Binomial distribution: This is a sequence of identical Bernoulli events. Hence, a Bernoulli distribution can be said to be a binomial distribution with a single trial. For example, taking a quiz and guessing the entire questions would be binomial, while guessing just 1 question in the quiz would be a Bernoulli distribution.
Poisson distribution: This shows the frequency with which an event occurs within a specific interval.
Continuous Distribution
Continuous distribution deals with “continuous” outcomes (infinite outcomes). They can’t be represented on tables (due to their “large sample size”), but on graphs. Its graph is a smooth curve (which could be called a Probability Distribution Curve or PDC), rather than bars (as in discrete distribution).
There are five (5) types of the continuous distribution: Normal distribution, Student’s-T distribution, Chi-Squared distribution, Exponential distribution and Logistic distribution.
Normal Distribution: Often observed in nature, hence called a normal distribution. An example of events that follow normal distribution is this: According to health researches, the normal blood pressure of a healthy adult is 120/80mmHg. However, some individuals might still have values as high as 125/85mmHg and as low as 110/75mmHg. When represented, these other values would fall at the extremities of our graph, and are called outliers. They occupy just a small percentage of our dataset.
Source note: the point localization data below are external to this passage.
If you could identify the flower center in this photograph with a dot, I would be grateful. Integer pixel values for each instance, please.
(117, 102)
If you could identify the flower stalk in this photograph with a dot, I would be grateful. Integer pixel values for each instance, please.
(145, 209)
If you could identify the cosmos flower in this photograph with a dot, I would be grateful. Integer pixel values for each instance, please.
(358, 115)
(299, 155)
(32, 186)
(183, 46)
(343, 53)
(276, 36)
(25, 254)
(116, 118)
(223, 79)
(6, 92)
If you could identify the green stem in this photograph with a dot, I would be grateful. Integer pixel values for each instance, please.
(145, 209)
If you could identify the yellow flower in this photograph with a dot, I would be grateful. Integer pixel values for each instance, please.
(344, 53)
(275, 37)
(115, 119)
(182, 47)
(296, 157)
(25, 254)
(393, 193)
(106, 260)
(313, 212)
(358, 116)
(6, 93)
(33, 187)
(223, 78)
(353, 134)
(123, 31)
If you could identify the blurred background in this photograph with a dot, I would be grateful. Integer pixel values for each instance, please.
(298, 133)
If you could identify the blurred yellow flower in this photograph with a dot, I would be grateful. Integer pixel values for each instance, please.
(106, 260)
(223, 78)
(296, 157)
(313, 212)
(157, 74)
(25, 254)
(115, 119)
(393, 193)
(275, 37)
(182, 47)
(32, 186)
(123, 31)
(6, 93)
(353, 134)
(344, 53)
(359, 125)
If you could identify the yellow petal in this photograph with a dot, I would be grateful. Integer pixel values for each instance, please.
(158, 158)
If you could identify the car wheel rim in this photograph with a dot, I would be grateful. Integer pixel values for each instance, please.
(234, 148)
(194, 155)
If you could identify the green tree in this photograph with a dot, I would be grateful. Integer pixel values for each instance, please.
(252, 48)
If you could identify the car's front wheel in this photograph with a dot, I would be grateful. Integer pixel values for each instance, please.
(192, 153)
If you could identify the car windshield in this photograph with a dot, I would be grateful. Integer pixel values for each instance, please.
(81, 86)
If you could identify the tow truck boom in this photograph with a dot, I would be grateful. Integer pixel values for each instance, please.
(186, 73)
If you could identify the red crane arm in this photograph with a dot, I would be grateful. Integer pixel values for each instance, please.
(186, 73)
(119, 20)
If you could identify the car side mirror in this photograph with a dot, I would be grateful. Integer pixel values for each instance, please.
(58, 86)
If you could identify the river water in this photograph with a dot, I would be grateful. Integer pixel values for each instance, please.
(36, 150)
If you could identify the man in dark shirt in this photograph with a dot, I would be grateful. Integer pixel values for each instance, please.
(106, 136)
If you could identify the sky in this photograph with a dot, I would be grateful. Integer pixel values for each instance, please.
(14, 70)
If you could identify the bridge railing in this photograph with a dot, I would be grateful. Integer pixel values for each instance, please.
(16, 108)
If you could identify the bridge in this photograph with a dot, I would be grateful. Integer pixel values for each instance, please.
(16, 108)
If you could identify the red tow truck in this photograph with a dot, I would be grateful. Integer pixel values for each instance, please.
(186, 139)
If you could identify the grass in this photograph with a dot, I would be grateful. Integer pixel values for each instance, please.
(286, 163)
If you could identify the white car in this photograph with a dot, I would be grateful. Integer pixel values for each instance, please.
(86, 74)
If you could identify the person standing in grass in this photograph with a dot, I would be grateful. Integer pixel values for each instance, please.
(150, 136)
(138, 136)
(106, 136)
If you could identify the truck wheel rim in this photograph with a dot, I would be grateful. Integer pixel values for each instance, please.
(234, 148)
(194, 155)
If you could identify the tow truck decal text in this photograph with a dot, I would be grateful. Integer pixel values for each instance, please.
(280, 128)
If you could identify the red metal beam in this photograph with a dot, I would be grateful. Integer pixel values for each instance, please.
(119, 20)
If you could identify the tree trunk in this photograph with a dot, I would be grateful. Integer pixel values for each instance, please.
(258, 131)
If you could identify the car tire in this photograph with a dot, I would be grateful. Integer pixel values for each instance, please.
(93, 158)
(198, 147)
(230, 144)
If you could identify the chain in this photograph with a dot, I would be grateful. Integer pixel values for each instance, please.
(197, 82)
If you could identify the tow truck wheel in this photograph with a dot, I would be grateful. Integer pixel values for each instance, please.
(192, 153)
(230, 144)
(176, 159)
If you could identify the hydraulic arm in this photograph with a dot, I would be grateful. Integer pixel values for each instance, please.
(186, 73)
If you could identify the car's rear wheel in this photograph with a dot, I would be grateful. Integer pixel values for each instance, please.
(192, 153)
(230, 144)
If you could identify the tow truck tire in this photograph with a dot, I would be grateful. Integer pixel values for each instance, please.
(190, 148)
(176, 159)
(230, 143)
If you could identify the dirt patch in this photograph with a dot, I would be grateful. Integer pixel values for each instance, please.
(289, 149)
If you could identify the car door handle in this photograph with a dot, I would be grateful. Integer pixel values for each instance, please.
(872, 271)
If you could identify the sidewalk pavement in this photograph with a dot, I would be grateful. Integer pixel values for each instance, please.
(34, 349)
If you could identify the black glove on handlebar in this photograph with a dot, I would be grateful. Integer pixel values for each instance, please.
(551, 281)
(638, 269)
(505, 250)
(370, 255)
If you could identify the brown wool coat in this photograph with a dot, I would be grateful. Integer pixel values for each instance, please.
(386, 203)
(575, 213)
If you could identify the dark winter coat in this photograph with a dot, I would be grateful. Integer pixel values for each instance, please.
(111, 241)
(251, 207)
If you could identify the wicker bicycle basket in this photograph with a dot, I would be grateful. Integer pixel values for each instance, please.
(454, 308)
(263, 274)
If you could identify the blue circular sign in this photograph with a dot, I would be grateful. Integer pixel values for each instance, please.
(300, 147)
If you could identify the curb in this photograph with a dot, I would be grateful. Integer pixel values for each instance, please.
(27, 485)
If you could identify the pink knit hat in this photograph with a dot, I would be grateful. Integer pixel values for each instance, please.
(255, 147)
The graph of a normal distribution is bell-shaped and symmetric (as regards to the mean). The outliers in the graph are represented by thin tails.
Student’s-T distribution: This is a small sample size approximation of a normal distribution. Its notation is t(k) where k represents the “degree of freedom” . The T distribution is applied in statistical analysis for hypothesis testing.
Chi-Squared distribution: This is an asymmetric distribution, and its curve is typically skewed to the right. It doesn’t often occur in real-life events. It is more featured in statistical analysis when doing hypothesis testing to determine the “goodness of fit” of categorical variables and for computing confidence intervals.
Exponential distribution: As the name implies, its variables are those in which their probability starts off high and later decreases. A typical real-life example would be this: When there is a breaking news or a trend on Twitter, at first there is a great interest upon the start of the trend and huge engagement on that supposed trend. Thereafter (maybe, within a few days), the engagement begins to decrease. As time goes on, engagement is random due to less relevancy.
Logistic distribution: Often used in mathematical modelling. It is used to determine how continuous variable inputs can affect the probability of a binary output. The center of the logistic distribution curve is the mean.